2) Alanine Transaminase Substrate: Reconstitute with 1.1 ml Assay Buffer. Aliquot and store at -20oC. Use within two months.
3) Alanine Transaminase Positive Control: Reconstitute with 100 µl dH2O. Aliquot and store at -20oC, use within two months. In the assay (optional), add 5-10 µl positive control and adjust the final volume to 20 µl/well with Alanine Transaminase Assay Buffer.
2. Standard Curve Preparation:
1) Colorimetric assay:
Dilute the Pyruvate Standard to 1 nmol/µl by adding 10 µl of the Standard to 990 µl of Alanine Transaminase Assay Buffer, mix well. Add 0, 2, 4, 6, 8, 10 µl into a series of standards wells. Adjust volume to 20 µl/well with Alanine Transaminase Assay Buffer to generate 0, 2, 4, 6, 8, 10 nmol/well of the Pyruvate Standard for the colorimetric assay.
2) Fluorometric assay:
Dilute the Pyruvate Standard to 1 nmol/µl as for the colorimetric assay. Then dilute the standard another 10-fold to 0.1 nmol/µl by taking 10 µl into 90 µl of Pyruvate Assay Buffer. Mix well. Add 0, 2, 4, 6, 8, 10 µl into a series of standards wells. Adjust volume to 20 µl/well with ALT Assay Buffer to generate 0, 0.2, 0.4, 0.6, 0.8, 1.0 nmol/well of the Pyruvate Standard for the fluorometric assay.
3) Sample Preparations:
Tissues (50 mg) or cells (1×106) can be homogenized in ~ 200 µl ice-cold Alanine Transaminase Assay Buffer, then centrifuged (13,000 g, 10 min.) to remove insoluble material. Serum samples can be directly diluted in the Assay Buffer. Prepare test samples of up to 20 µl/well with Assay Buffer in a 96-well plate. We suggest testing several doses of your sample to make sure the readings are within the standard curve range.
4) Reaction Mix:
Mix enough reagents for the number of assays to be performed. For each well, prepare a total 100 µl Reaction Mix:
Alanine Transaminase Assay Buffer 86 µl
OxiRed Probe 2 µl
Alanine Transaminase Enzyme Mix 2 µl
Alanine Transaminase Substrate 10 µl
Add 100 µl of the Sample Reaction Mix to each well containing the Samples, Standards, and Positive Controls (optional). Mix well.
5) Measurement:
Read OD 570 nm (A1) at T1 (T1 >10min) then again (A2) at T2 after incubating the reaction at 37 °C for 60 min (or longer if the Alanine Transaminase activity is low), protect from light.

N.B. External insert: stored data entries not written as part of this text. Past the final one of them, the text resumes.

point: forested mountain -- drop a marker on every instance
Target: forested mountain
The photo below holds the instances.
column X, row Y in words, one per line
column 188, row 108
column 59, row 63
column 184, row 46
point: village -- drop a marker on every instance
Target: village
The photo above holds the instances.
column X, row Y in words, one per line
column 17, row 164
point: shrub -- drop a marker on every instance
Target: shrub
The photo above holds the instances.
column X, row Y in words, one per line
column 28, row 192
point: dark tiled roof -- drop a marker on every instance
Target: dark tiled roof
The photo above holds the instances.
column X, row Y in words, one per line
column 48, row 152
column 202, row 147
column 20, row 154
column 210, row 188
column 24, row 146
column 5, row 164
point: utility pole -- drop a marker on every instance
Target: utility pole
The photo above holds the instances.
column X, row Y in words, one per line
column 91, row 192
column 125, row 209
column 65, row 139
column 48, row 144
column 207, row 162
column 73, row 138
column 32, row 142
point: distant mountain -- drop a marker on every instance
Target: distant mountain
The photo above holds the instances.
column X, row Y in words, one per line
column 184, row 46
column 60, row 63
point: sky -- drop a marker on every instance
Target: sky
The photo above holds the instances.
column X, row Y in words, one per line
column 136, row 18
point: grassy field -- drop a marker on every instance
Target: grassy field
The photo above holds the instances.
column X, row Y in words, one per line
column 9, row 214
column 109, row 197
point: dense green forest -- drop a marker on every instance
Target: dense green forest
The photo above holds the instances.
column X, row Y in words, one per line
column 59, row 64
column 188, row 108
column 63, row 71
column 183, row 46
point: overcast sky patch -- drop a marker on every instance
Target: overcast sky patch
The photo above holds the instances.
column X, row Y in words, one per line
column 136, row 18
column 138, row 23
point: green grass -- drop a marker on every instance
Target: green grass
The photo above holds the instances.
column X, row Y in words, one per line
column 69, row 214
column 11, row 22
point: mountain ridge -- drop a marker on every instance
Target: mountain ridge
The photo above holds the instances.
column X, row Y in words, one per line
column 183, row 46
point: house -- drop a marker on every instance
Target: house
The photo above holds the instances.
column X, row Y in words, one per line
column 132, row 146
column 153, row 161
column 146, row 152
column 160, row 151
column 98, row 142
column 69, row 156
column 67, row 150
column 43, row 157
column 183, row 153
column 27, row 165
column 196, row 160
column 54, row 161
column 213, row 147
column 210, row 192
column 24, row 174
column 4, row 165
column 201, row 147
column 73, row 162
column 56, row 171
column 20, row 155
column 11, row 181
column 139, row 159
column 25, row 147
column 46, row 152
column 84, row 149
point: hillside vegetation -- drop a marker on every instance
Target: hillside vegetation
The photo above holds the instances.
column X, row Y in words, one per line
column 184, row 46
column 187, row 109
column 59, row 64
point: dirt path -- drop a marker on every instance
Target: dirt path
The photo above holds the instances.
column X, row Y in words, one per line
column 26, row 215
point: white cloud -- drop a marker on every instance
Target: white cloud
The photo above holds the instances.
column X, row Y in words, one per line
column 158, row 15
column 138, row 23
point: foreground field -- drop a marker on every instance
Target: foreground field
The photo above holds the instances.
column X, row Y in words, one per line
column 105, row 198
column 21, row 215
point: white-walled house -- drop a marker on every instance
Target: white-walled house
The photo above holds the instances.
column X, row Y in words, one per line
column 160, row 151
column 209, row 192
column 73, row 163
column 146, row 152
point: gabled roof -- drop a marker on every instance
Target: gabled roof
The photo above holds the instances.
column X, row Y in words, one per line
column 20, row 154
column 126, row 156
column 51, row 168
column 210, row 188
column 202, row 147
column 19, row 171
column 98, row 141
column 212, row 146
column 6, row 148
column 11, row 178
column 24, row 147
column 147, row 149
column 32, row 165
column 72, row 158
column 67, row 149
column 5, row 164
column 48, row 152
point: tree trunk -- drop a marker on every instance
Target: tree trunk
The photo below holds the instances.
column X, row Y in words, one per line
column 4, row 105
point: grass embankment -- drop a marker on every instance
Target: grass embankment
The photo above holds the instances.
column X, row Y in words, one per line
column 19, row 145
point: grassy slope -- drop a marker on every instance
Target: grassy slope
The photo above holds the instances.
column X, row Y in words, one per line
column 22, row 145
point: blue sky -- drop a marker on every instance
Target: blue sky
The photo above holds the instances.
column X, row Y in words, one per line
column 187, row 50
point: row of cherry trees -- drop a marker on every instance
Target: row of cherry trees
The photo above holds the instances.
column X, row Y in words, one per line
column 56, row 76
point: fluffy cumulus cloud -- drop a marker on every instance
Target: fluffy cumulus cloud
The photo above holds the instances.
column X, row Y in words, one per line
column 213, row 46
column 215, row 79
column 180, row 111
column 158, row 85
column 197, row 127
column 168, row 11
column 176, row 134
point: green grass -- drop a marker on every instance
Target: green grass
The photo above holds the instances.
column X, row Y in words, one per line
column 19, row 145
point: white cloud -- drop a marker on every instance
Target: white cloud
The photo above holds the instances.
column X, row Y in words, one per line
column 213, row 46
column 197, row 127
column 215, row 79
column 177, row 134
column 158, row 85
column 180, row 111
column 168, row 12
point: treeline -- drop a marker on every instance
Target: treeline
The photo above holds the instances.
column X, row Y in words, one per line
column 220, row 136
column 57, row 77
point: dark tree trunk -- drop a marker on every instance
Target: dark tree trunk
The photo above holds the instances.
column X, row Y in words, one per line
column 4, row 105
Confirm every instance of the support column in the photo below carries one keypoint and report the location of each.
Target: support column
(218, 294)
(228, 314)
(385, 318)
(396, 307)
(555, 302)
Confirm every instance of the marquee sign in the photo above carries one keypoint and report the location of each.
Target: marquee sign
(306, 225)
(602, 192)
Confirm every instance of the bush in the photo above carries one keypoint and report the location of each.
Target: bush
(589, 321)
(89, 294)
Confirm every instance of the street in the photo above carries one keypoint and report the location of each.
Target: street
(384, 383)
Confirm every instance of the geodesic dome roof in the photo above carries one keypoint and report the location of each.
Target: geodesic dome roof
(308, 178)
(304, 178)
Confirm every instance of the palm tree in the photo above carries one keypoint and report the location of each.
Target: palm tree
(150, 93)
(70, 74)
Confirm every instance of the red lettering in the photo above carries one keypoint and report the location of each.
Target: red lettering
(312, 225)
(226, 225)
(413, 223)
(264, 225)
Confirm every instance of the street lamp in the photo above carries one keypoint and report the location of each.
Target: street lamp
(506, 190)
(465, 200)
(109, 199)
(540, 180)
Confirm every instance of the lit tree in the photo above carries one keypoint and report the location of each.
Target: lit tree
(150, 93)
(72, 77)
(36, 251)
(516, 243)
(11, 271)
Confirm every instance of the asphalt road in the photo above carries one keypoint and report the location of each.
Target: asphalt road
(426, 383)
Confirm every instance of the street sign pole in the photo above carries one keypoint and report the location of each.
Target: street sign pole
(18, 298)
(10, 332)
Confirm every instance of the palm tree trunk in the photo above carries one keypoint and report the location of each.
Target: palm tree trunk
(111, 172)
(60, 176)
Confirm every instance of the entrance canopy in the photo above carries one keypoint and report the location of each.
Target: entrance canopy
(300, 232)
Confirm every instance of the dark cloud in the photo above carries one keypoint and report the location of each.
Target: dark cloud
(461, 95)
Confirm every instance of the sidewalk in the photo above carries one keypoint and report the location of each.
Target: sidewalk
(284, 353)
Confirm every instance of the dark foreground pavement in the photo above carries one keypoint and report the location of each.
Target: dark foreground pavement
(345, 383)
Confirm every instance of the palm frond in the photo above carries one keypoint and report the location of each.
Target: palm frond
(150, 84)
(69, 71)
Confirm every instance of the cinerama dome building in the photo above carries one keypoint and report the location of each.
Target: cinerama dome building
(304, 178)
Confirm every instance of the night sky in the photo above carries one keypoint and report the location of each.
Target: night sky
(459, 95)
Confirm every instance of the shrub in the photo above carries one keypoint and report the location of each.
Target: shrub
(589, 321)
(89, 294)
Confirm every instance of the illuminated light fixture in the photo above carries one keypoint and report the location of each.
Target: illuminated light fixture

The OD of the color generated by oxidation of pyruvate is DeltaA570 nm = A2 - A1. It is recommended that the user run the assay kinetically to choose A1 and A2 values which occur after the initial lag phase, during the linear range of color development. OD at A2 should not exceed the highest OD in the standard curve.
6) Calculation:
Plot the pyruvate Standard Curve and use the DeltaA570 nm to obtain B nmol of pyruvate (amount of pyruvate generated between T1 and T2 in the reaction wells). Alanine Transaminase activity in the test samples can then be calculated:
Alanine Transaminase Activity = B/(T1-T2)xV = nmol/min/ml = mU/ml
Where: B is the pyruvate amount from pyruvate Standard Curve (in nmol).
T1 is the time of the first reading (A1) (in min).
T2 is the time of the second reading (A2) (in min).
V is the original sample volume added into the reaction well (in ml).
One unit of Alanine Transaminase is defined as the amount of Alanine Transaminase which generates 1.0 µmol of pyruvate per minute at 37 °C.